Unless you are actually using 5.6+-specific features, then mariadb is to all intents and purposes fully compatible.

Or, as the wikipedia article on mariadb puts its:

MariaDB version numbers follow the MySQL's numbering scheme up to version 5.5. Thus, MariaDB 5.5 offers all of the MySQL 5.5 features

Keep in mind, too, that mariadb's lead developer is Monty - mysql's original author.

Unless you are concerned about support for code you specifically wrote for mysql 5.6+, then I don't think there is a compelling reason for avoiding mariadb (beyond personal taste and possibly support options).

If you do need 5.6+ features, then I would suggest you check if your specific needs are supported (and possibly, assess the 'cost' of making some alterations).

Most things that 'require' mysql that I've run or installed, for some years now, seem to be entirely happy to use mariadb, and mariadb has an explicit intent to be a drop-in for the (now) Oracle MySQL.

You don't mention what concerns you have about the switch, but I would suggest you at least consider re-assessing your fears about MariaDB - all else aside, you may find it makes your (operations') life easier to use your chosen distro's default choices than needing to deal with integrating alternatives.

4

There seems to be no technical reason why you should not go forward with the Oracle provided-packages (they've committed to publish debian stretch packages). Of course, there are several non-technical angles that took a lot of users to MariaDB, and you might also want to factor them. But this is serverfault, and I rather prefer to see questions and answers being written around technical issues instead of political ones.

If switching to MariaDB is a technical "big step" (unusual, but possible...), by all means stay with MySQL 5.6 or take the "small step" to 5.7. Due diligence is required here...

Distro choices will save you setup work, but that's their ONLY added value. I do not typically attach much importance to that, it is ultimately an Ops choice. In (my) DevOps world, I tend to choose the tools that make the developers/testers happier and more productive, and trust Ops to be able to deploy, even at the expense of "more setup hours" (typically a one-of event, instead of a continuous activity as dev/test).

Two extra cents:

  1. Do not let laziness define your environment.

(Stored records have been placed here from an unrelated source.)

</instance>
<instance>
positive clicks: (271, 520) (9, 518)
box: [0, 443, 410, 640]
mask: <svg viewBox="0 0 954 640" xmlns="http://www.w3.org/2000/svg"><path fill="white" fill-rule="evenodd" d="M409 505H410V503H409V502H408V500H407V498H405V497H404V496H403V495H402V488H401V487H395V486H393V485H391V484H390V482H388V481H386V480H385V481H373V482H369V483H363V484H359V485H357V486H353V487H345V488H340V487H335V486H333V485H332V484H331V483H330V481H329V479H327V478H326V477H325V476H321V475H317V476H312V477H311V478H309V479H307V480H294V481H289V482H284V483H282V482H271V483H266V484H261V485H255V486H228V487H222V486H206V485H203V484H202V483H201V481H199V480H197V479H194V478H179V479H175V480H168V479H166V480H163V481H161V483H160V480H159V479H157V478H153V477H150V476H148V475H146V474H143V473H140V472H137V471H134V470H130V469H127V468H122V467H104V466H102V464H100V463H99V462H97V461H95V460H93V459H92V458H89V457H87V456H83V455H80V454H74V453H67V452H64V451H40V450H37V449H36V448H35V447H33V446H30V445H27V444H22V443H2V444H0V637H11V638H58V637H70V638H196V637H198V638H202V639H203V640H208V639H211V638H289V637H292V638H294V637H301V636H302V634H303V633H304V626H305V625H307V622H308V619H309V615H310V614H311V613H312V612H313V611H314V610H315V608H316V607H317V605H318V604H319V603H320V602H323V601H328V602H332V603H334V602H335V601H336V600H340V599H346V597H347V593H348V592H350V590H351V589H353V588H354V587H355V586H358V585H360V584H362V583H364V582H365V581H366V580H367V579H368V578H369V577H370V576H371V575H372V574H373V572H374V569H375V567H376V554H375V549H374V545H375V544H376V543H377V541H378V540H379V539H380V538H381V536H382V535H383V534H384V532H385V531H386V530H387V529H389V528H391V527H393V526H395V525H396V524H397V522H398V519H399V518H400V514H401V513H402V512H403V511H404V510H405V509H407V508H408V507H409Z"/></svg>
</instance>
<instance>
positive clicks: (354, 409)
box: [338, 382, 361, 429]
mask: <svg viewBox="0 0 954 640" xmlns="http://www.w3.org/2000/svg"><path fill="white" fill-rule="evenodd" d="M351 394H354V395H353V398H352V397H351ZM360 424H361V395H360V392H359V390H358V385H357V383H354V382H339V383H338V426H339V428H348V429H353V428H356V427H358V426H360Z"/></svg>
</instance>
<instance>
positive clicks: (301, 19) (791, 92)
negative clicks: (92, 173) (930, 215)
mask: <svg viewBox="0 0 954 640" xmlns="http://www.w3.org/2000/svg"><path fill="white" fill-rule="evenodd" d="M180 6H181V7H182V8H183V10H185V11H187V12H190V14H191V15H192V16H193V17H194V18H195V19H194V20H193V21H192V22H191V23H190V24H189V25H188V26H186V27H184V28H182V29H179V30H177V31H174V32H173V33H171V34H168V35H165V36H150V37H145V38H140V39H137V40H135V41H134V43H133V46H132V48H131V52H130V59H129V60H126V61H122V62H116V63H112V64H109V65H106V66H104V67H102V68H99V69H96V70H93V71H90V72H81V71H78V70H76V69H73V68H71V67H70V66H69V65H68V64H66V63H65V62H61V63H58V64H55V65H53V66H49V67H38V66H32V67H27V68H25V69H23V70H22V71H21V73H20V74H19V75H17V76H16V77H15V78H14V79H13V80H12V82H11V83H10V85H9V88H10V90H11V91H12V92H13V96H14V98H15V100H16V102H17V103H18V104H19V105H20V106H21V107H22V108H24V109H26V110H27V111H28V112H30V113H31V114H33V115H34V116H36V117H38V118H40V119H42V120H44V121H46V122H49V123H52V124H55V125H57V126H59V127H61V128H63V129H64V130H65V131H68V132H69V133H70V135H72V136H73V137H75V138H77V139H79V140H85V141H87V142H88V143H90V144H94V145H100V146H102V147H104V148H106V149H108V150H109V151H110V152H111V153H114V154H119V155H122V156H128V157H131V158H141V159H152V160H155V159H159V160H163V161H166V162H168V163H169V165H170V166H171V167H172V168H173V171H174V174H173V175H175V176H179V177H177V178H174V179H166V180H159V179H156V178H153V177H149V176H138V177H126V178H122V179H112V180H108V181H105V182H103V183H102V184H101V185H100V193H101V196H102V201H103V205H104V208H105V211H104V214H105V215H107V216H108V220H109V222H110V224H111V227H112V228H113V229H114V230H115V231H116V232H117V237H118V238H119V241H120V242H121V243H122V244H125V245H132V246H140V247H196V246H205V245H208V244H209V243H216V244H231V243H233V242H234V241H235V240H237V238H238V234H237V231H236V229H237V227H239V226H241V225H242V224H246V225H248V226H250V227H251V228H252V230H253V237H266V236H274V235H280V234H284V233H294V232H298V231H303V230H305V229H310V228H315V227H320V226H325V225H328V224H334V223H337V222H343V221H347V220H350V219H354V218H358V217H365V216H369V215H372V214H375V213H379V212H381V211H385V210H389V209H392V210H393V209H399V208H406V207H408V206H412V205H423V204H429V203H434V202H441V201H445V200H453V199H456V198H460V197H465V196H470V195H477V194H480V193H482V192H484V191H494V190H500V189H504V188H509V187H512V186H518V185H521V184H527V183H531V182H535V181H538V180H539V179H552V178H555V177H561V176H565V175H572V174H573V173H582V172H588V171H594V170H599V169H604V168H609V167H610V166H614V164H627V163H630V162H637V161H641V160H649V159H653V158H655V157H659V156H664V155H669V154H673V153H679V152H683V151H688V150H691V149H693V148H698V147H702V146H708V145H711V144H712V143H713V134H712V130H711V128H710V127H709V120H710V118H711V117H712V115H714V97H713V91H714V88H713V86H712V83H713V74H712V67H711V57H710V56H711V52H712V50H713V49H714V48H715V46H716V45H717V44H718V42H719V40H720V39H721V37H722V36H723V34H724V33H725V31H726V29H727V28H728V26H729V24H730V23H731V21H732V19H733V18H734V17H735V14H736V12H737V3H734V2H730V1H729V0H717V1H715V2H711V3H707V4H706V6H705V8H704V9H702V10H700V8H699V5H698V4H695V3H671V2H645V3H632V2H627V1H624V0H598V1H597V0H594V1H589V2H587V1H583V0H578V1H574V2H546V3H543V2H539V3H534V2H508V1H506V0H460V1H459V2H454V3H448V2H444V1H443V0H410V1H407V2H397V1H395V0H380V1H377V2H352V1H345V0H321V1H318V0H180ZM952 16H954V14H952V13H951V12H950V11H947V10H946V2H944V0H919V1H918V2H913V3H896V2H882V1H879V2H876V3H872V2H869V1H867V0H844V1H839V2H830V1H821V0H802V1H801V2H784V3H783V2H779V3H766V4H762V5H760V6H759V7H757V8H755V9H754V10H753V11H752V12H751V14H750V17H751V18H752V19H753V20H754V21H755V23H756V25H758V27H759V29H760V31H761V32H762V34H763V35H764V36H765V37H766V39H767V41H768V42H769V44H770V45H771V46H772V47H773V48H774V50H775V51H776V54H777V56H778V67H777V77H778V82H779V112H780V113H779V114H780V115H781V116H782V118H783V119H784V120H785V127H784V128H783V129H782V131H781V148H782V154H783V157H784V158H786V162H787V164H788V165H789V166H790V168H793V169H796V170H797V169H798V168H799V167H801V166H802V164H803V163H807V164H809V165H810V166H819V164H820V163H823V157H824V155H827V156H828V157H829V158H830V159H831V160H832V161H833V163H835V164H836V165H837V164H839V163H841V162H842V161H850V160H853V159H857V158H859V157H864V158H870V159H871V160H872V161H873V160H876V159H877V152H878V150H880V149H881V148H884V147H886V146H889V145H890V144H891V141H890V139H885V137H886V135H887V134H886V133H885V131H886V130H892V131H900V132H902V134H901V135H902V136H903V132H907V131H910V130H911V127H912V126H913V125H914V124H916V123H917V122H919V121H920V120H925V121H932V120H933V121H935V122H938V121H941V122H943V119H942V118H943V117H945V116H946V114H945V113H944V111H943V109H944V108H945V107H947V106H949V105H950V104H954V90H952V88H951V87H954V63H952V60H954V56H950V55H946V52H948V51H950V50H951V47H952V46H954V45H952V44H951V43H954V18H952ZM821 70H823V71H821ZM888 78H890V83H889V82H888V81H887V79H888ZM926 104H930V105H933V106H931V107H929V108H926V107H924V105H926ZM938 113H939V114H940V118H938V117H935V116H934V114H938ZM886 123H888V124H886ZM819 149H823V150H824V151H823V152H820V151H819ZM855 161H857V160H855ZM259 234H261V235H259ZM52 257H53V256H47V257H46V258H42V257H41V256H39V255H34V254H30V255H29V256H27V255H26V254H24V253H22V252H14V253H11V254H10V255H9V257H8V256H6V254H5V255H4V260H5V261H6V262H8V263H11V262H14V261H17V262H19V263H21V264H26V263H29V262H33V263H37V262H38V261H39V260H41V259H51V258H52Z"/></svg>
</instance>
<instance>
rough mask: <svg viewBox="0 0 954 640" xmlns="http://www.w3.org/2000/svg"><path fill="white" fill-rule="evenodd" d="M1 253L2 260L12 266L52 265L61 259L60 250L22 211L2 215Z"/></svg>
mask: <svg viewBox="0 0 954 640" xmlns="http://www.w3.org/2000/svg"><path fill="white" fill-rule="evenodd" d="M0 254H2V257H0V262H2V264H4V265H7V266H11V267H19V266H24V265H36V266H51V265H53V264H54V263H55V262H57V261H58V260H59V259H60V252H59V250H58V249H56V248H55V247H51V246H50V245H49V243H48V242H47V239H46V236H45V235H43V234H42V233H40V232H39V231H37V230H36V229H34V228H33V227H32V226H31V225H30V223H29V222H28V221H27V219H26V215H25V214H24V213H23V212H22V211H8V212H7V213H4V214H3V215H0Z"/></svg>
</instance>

Check MariaDB!

  2. Stay away from the unstable repositories. Most of the time they are OK, but the database is not something you want to use without "enough eyeballs".

3

Maria and Percona are both drop-in replacements for MySQL. Moving from MySQL to Maria would be a smaller step than upgrading to a newer version of MySQL, particularly if you're using a non-standard storage engine. (InnoDB became the default as of version 5.5.5; MyISAM was the default before then.)

Maria claims to be a drop-in replacement for MySQL. https://mariadb.com/kb/en/mariadb/mariadb-vs-mysql-compatibility/

Wikipedia migrated from MySQL to MariaDB. http://www.infoworld.com/article/2614268/open-source-software/wikipedia-dumps-mysql--hooks-up-with-mariadb.html

Google migrated from MySQL to MariaDB. http://www.zdnet.com/article/google-quietly-dumps-oracle-mysql-for-mariadb/

Red Hat uses MariaDB instead of MySQL. https://access.redhat.com/documentation/en-US/Red_Hat_Enterprise_Linux/7/html/7.0_Release_Notes/chap-Red_Hat_Enterprise_Linux-7.0_Release_Notes-Web_Servers_and_Services.html

SUSE Enterprise Linux uses MariaDB instead of MySQL. https://www.suse.com/releasenotes/x86_64/SUSE-SLES/12/#fate-316482

Arch uses MariaDB instead of MySQL. https://www.archlinux.org/news/mariadb-replaces-mysql-in-repositories/

This question might be a candidate for https://dba.stackexchange.com/.

Oracle Corporation has a vested interest in preventing open source database software from interfering with their commercial product. That alone is not a reason to distrust MySQL, but it's a notable fact.